L’indice glicemico è un valore che serve per classificare i cibi contenenti carboidrati in base al loro effetto sul livello di glicemia postprandiale. La risposta glicemica di un alimento presenta notevole varietà tra le persone e i fattori in grado di influenzarla sono numerosi: il tipo di zucchero contenuto nell’alimento, la natura e la forma dell’amido, i metodi di cottura, i processi di produzione, la quantità di altri nutrienti, il contenuto di fibra alimentare e la composizione del microbiota intestinale della persona.

E’ meglio quindi parlare di indice glicemico di un pasto piuttosto che di un alimento; in questo modo si riesce a classificare meglio la risposta glicemica postprandiale, proprio perché si tiene conto di tutti i fattori citati precedentemente.

La composizione del pasto in termini di carboidrati, proteine e fibre, soprattutto di tipo idrosolubile viscoso, diventa fondamentale per determinare la richiesta insuline mica necessaria a controllare la glicemia di quel pasto.
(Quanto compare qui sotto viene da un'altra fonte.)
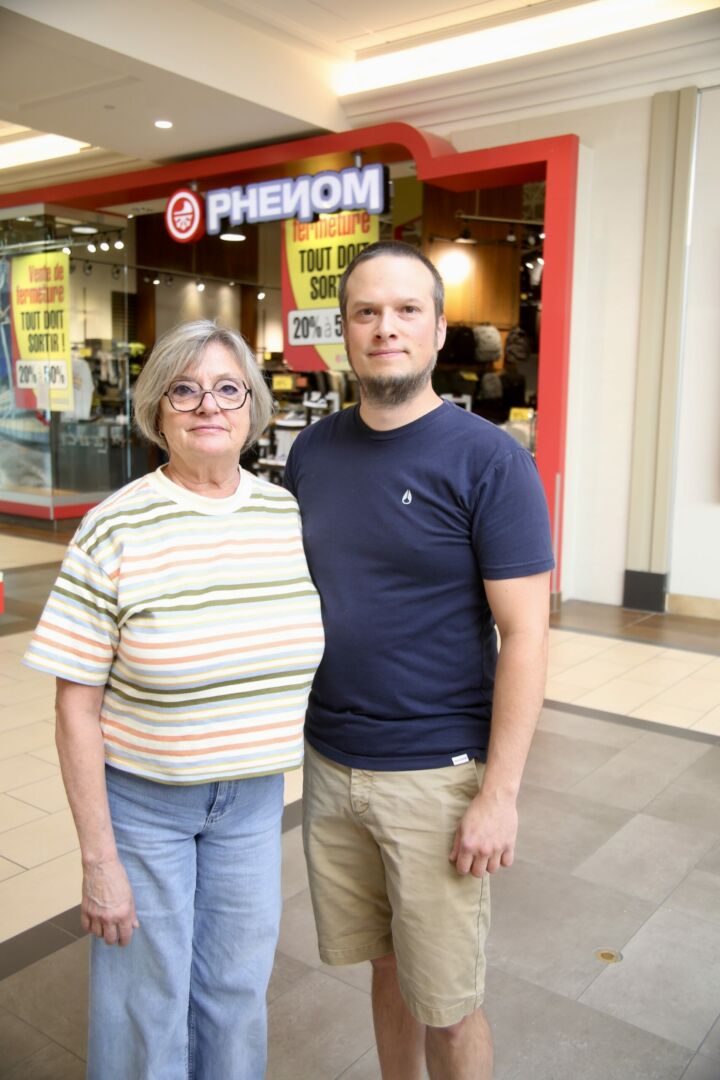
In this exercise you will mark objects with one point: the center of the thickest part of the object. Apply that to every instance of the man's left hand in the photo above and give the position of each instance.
(485, 838)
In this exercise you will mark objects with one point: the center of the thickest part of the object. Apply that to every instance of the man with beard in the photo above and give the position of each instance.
(424, 527)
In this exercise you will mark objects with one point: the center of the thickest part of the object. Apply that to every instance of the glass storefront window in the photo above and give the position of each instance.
(67, 361)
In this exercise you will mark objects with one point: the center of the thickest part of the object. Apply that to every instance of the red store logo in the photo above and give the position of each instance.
(185, 216)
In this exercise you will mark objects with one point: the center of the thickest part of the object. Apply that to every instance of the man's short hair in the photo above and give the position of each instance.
(404, 251)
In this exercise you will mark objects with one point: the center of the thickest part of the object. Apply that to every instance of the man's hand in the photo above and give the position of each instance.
(108, 906)
(485, 838)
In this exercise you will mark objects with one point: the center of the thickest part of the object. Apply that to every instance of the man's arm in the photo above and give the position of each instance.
(108, 907)
(485, 838)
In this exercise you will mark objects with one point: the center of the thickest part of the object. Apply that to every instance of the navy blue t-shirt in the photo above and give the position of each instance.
(399, 528)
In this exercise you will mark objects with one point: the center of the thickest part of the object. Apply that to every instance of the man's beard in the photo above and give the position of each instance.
(394, 389)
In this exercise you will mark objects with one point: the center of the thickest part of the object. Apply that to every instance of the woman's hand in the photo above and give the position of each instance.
(108, 906)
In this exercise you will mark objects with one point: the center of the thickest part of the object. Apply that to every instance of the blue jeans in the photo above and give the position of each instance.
(186, 999)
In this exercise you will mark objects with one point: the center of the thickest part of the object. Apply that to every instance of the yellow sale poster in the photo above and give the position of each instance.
(41, 326)
(314, 255)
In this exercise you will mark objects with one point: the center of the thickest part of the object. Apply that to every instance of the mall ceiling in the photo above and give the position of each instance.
(231, 73)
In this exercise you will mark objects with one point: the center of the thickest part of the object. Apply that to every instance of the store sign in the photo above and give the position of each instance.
(313, 257)
(40, 323)
(301, 198)
(185, 216)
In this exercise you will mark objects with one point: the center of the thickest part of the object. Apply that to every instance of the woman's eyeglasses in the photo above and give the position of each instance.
(186, 396)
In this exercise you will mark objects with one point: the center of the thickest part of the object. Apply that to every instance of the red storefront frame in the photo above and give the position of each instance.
(553, 160)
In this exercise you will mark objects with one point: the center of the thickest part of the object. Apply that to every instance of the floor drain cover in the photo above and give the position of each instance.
(608, 955)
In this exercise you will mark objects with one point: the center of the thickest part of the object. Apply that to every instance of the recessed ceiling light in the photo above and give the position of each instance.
(28, 151)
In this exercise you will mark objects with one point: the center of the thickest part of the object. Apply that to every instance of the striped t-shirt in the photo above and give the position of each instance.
(200, 618)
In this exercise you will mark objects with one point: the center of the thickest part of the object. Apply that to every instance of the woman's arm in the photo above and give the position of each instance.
(108, 907)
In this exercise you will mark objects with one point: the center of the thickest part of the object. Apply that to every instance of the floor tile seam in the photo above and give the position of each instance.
(633, 640)
(291, 813)
(639, 1027)
(35, 1027)
(294, 986)
(353, 1064)
(632, 721)
(21, 868)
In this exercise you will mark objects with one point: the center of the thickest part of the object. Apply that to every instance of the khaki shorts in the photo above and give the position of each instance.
(377, 846)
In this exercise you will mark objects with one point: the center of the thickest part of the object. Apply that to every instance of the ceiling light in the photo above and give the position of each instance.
(29, 151)
(454, 266)
(569, 26)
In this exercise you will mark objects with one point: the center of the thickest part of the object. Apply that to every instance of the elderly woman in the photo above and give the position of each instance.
(185, 631)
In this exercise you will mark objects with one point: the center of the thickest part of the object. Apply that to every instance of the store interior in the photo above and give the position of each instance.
(130, 282)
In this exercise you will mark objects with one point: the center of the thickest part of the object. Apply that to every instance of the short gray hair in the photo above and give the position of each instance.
(396, 247)
(178, 351)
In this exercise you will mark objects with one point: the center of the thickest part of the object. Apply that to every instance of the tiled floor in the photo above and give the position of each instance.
(620, 849)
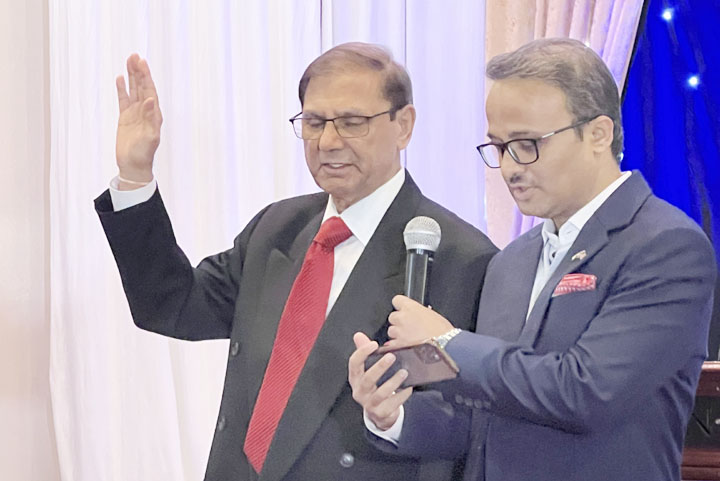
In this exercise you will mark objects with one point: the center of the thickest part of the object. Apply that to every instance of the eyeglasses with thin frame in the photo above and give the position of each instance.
(522, 151)
(347, 126)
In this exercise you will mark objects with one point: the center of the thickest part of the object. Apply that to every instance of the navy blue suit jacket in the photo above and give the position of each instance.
(595, 385)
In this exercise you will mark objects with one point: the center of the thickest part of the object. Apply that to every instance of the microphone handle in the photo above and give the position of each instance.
(417, 271)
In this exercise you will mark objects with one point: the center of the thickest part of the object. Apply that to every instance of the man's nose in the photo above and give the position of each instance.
(509, 166)
(329, 138)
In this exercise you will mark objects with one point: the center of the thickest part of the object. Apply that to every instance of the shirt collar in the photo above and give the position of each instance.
(572, 227)
(363, 217)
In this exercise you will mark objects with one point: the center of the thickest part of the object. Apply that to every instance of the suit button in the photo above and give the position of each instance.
(347, 460)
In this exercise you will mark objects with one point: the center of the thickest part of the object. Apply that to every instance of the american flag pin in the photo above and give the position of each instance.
(579, 256)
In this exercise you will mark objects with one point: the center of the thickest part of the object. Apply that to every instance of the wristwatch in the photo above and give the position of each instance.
(442, 340)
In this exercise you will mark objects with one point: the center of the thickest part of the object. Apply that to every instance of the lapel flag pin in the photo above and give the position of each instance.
(579, 256)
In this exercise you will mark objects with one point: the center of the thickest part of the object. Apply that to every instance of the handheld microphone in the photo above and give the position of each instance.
(422, 238)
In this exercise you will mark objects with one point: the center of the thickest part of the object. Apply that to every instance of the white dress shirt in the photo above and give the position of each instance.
(555, 246)
(362, 218)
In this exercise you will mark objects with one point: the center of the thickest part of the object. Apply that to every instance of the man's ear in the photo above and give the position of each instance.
(601, 134)
(405, 118)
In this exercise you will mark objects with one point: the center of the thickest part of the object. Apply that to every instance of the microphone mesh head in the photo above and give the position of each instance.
(422, 233)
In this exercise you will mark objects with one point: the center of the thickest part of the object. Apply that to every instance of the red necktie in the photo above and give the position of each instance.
(299, 326)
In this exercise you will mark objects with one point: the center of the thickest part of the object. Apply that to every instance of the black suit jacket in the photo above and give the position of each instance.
(240, 294)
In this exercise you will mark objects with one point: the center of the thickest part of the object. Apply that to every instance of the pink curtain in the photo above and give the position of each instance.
(607, 26)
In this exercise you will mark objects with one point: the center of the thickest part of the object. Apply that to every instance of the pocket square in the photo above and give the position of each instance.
(575, 283)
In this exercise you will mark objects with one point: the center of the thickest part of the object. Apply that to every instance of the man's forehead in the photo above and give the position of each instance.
(344, 93)
(524, 108)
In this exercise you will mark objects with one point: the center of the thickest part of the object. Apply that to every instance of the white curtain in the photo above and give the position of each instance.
(131, 405)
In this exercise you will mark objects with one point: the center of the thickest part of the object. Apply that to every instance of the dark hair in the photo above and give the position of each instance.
(574, 68)
(397, 88)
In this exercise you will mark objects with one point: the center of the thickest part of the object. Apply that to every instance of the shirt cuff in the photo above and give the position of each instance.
(392, 434)
(122, 199)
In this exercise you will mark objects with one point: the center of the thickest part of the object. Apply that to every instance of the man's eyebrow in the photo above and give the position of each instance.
(517, 134)
(335, 114)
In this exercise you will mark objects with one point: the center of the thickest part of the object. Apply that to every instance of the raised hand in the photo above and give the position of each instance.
(138, 133)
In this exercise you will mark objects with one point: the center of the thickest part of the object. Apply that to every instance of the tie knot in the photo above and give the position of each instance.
(332, 232)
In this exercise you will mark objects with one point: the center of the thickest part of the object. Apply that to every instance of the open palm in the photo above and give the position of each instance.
(138, 134)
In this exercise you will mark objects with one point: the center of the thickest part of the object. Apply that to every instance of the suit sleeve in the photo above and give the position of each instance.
(165, 293)
(432, 429)
(652, 325)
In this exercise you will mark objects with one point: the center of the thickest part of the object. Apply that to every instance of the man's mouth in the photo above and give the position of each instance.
(335, 165)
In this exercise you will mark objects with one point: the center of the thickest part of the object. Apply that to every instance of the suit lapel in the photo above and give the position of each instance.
(363, 305)
(617, 212)
(519, 268)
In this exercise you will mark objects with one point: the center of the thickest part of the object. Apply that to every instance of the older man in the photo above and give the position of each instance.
(592, 327)
(304, 274)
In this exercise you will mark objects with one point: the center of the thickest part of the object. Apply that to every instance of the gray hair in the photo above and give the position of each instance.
(574, 68)
(397, 88)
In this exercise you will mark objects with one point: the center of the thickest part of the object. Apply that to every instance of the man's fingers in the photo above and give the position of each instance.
(360, 339)
(146, 84)
(386, 400)
(401, 302)
(123, 100)
(356, 363)
(132, 77)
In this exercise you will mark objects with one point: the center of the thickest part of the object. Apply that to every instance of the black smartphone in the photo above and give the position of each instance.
(425, 363)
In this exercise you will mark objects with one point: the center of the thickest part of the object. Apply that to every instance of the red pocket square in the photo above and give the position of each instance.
(575, 283)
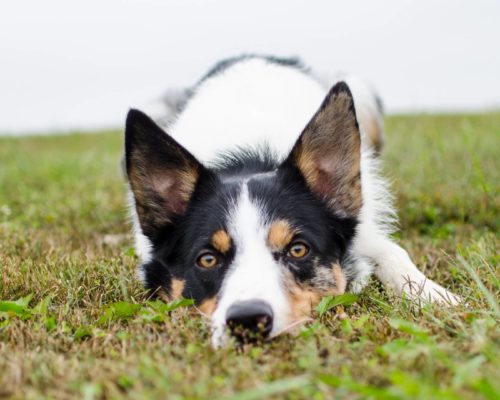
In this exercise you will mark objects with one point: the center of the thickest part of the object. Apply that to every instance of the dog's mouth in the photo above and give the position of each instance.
(252, 323)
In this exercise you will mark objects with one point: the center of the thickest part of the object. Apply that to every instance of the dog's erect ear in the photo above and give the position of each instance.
(328, 153)
(162, 174)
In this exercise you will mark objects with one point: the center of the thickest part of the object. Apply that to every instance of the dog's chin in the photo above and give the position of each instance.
(222, 339)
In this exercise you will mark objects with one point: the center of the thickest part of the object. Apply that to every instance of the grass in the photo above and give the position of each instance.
(74, 322)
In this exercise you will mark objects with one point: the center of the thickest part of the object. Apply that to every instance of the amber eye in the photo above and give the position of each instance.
(298, 250)
(207, 260)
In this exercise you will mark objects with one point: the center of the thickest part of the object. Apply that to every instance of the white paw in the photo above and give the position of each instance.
(429, 291)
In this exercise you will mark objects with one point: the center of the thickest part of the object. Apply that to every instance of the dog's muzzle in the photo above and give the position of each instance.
(250, 320)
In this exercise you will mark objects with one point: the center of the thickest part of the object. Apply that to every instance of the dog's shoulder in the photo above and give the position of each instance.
(247, 101)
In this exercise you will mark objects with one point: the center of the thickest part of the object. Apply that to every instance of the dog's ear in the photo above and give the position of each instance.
(162, 174)
(328, 153)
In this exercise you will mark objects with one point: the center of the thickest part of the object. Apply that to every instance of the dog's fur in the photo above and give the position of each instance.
(265, 159)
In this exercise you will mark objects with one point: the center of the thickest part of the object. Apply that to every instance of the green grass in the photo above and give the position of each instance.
(82, 327)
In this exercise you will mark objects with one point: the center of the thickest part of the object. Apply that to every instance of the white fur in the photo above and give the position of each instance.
(254, 273)
(253, 102)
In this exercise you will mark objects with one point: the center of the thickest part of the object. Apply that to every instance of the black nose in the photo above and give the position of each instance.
(250, 320)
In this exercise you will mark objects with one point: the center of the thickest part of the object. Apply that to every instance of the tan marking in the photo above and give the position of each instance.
(221, 241)
(371, 122)
(172, 187)
(328, 155)
(280, 235)
(208, 306)
(176, 288)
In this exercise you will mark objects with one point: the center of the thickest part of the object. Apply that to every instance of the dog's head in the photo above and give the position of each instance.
(255, 242)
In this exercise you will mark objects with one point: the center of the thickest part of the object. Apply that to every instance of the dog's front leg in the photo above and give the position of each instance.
(395, 269)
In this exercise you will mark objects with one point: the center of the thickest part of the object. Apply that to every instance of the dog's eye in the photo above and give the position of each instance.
(207, 260)
(298, 250)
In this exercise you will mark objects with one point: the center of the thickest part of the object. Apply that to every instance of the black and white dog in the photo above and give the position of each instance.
(267, 199)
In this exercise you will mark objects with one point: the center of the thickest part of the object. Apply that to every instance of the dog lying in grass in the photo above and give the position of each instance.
(268, 198)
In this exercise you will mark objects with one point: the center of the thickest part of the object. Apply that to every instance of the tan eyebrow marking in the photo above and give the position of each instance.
(221, 241)
(280, 234)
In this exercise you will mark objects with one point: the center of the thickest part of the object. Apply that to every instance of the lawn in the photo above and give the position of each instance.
(75, 323)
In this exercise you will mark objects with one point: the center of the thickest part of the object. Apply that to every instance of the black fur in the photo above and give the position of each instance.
(283, 194)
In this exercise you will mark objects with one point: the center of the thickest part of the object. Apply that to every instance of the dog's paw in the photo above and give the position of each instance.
(430, 292)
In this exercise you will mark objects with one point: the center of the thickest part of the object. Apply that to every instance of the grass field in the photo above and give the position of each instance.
(74, 322)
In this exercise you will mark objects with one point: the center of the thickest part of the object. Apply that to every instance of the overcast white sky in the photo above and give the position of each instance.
(81, 64)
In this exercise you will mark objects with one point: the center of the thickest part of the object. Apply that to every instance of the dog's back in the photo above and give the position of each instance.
(253, 100)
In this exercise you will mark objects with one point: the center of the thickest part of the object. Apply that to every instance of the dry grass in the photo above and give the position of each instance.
(64, 242)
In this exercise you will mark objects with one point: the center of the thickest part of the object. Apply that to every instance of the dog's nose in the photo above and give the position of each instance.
(248, 320)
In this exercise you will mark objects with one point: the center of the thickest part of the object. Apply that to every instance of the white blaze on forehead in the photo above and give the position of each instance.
(254, 273)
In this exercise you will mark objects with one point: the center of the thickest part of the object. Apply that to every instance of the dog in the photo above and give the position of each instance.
(264, 196)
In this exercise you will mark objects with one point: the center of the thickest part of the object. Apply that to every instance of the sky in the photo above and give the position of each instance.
(82, 64)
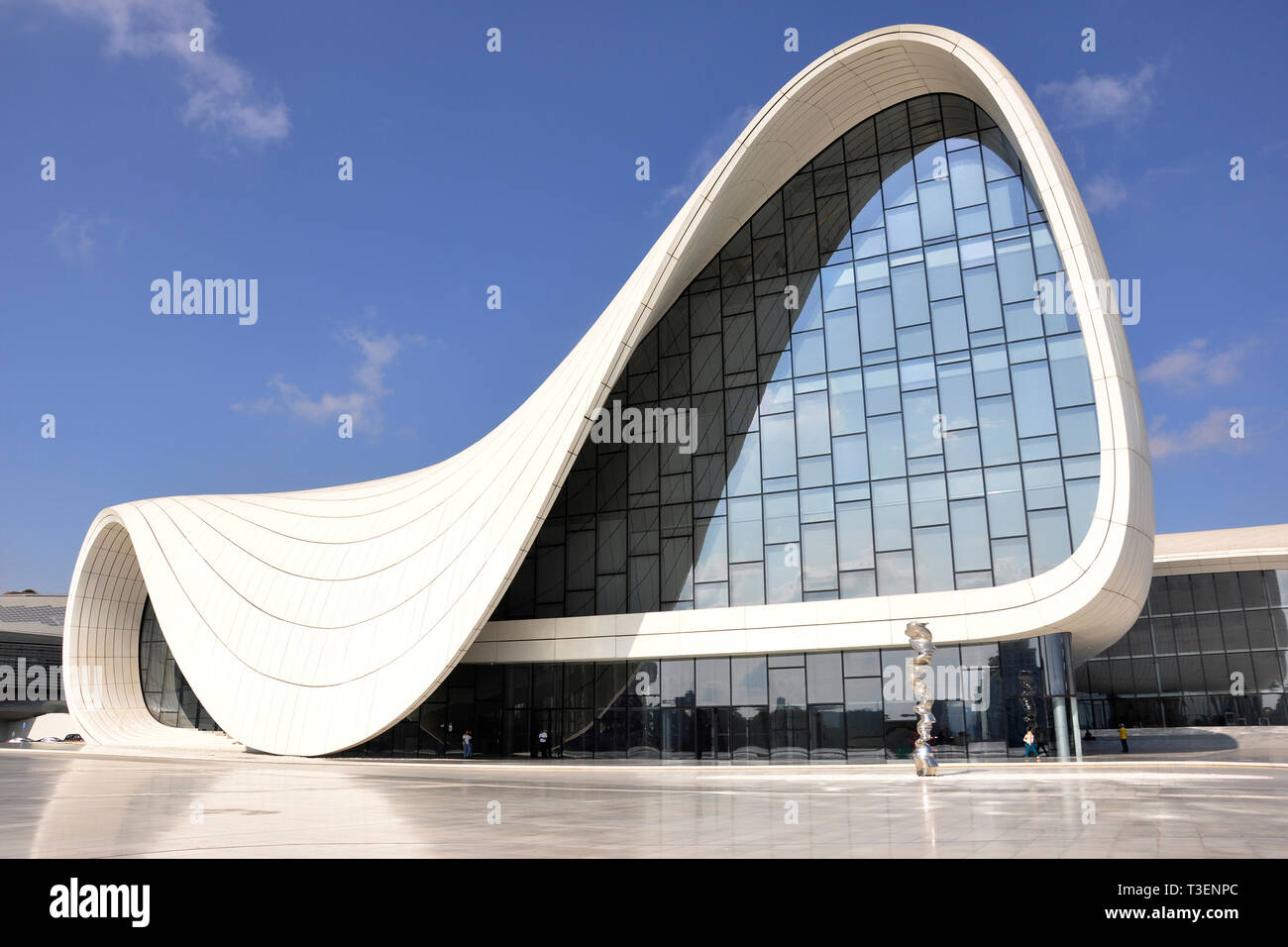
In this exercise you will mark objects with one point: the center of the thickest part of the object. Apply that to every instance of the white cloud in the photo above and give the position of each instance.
(75, 236)
(1210, 433)
(1104, 193)
(364, 401)
(1090, 99)
(220, 93)
(1192, 368)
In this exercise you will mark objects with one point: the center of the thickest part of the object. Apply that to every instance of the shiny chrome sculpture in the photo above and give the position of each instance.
(922, 692)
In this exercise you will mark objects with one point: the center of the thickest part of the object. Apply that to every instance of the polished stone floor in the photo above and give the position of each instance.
(60, 802)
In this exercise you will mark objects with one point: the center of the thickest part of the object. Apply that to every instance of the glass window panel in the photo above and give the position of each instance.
(900, 183)
(859, 583)
(1010, 561)
(815, 505)
(977, 252)
(911, 304)
(837, 286)
(961, 450)
(868, 244)
(914, 342)
(1034, 412)
(948, 318)
(1078, 432)
(890, 515)
(885, 446)
(992, 371)
(1253, 589)
(712, 682)
(1016, 270)
(812, 433)
(941, 270)
(745, 530)
(845, 390)
(876, 320)
(1006, 204)
(807, 354)
(928, 497)
(850, 459)
(881, 389)
(1005, 501)
(1082, 504)
(1048, 539)
(894, 574)
(750, 680)
(903, 227)
(921, 423)
(1021, 321)
(997, 432)
(966, 174)
(818, 544)
(747, 583)
(778, 446)
(1043, 249)
(970, 535)
(712, 564)
(842, 339)
(1043, 484)
(782, 518)
(936, 209)
(782, 574)
(932, 557)
(974, 222)
(823, 680)
(678, 684)
(854, 535)
(983, 303)
(957, 395)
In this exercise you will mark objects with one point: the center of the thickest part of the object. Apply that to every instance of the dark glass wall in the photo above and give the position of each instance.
(881, 406)
(786, 707)
(166, 693)
(1209, 650)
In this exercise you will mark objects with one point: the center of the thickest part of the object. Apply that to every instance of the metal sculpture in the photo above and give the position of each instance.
(922, 692)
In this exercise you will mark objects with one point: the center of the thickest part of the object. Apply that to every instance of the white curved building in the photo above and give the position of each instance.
(848, 305)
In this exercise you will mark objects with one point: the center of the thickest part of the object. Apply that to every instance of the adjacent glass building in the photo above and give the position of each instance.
(1210, 650)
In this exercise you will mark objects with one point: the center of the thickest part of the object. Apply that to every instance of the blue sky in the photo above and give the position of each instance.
(518, 169)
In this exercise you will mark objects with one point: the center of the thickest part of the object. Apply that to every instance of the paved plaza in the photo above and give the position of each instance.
(64, 801)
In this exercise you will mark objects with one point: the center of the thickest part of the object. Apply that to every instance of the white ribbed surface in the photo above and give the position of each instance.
(310, 621)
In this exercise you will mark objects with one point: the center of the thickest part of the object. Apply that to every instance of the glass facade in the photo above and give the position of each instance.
(1209, 650)
(165, 692)
(833, 706)
(881, 405)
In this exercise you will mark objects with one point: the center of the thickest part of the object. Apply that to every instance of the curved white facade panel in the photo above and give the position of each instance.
(309, 621)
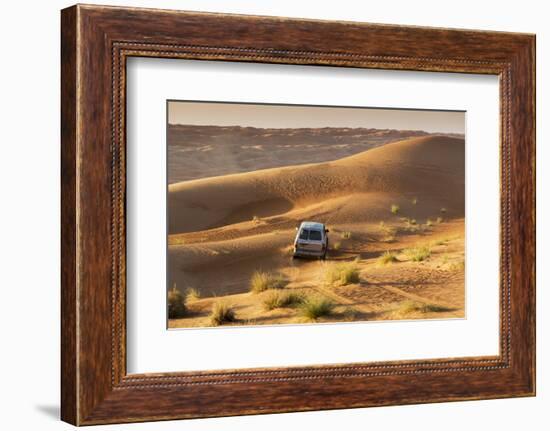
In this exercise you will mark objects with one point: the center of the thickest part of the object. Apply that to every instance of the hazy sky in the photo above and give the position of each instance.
(294, 116)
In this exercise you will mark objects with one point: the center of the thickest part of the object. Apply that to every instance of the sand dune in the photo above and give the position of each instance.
(357, 188)
(224, 228)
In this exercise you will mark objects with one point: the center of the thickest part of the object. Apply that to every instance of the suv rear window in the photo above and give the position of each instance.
(313, 235)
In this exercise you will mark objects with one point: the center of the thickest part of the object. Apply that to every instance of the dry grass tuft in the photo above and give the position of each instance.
(387, 257)
(283, 300)
(221, 313)
(192, 294)
(176, 304)
(394, 209)
(457, 266)
(388, 232)
(418, 254)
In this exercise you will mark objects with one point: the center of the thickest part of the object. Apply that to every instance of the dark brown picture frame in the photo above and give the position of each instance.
(96, 41)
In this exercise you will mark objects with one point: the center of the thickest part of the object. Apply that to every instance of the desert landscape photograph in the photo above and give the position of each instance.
(295, 214)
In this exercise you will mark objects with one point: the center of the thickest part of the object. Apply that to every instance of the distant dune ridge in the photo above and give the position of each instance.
(352, 189)
(207, 151)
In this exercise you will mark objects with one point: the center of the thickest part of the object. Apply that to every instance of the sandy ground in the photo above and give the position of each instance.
(223, 229)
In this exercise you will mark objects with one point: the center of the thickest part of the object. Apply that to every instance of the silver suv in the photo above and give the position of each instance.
(311, 240)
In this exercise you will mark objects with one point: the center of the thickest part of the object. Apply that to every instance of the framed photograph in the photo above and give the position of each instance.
(267, 215)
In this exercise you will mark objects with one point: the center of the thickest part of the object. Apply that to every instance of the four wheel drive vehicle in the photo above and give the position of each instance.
(311, 240)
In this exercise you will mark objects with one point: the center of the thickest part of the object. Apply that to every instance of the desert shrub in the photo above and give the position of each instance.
(192, 294)
(387, 257)
(262, 281)
(315, 307)
(342, 273)
(418, 254)
(283, 300)
(221, 313)
(176, 304)
(388, 232)
(457, 266)
(350, 314)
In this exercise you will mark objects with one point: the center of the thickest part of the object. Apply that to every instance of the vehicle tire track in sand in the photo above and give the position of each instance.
(417, 298)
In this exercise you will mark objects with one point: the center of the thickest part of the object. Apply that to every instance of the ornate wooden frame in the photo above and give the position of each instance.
(95, 43)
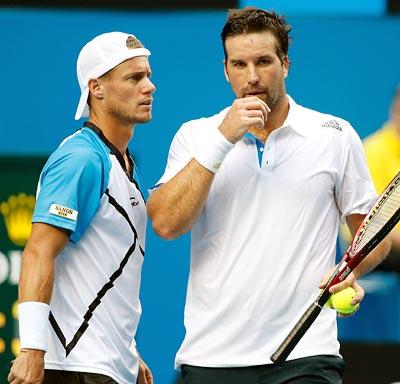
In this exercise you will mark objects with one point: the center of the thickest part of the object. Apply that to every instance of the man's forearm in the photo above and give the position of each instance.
(175, 206)
(374, 258)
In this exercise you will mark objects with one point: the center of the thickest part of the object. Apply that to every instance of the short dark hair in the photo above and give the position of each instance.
(250, 19)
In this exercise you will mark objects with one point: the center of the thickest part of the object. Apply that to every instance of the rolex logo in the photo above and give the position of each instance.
(17, 212)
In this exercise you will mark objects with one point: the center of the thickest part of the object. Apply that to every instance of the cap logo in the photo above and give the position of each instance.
(131, 42)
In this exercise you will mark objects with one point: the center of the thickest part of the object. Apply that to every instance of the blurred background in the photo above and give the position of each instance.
(345, 60)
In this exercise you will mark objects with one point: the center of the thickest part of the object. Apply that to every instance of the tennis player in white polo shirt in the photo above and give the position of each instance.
(262, 185)
(79, 302)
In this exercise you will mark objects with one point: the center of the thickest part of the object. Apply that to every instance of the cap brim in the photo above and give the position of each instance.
(83, 109)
Molti errori alimentari e stili obesogeni nascono proprio dalla mancata conoscenza di questo parametro e delle sue importantissime implicazioni a livello dell’asse ormonale dell’insulina. La risposta insulinica che si ha dopo un pasto non è uguale alla somma delle singole risposte che si avrebbero assumendo i vari componenti separatamente: è un valore unico per quel pasto e per quella persona.

Un pasto a indice glicemico basso o controllato non si caratterizza solo per la presenza di cibi che rispecchiano questa esigenza, come i cereali integrali, ma anche per la sua composizione, per il metodo di preparazione e per lo stato di digiuno del soggetto che ne determina l’assorbimento.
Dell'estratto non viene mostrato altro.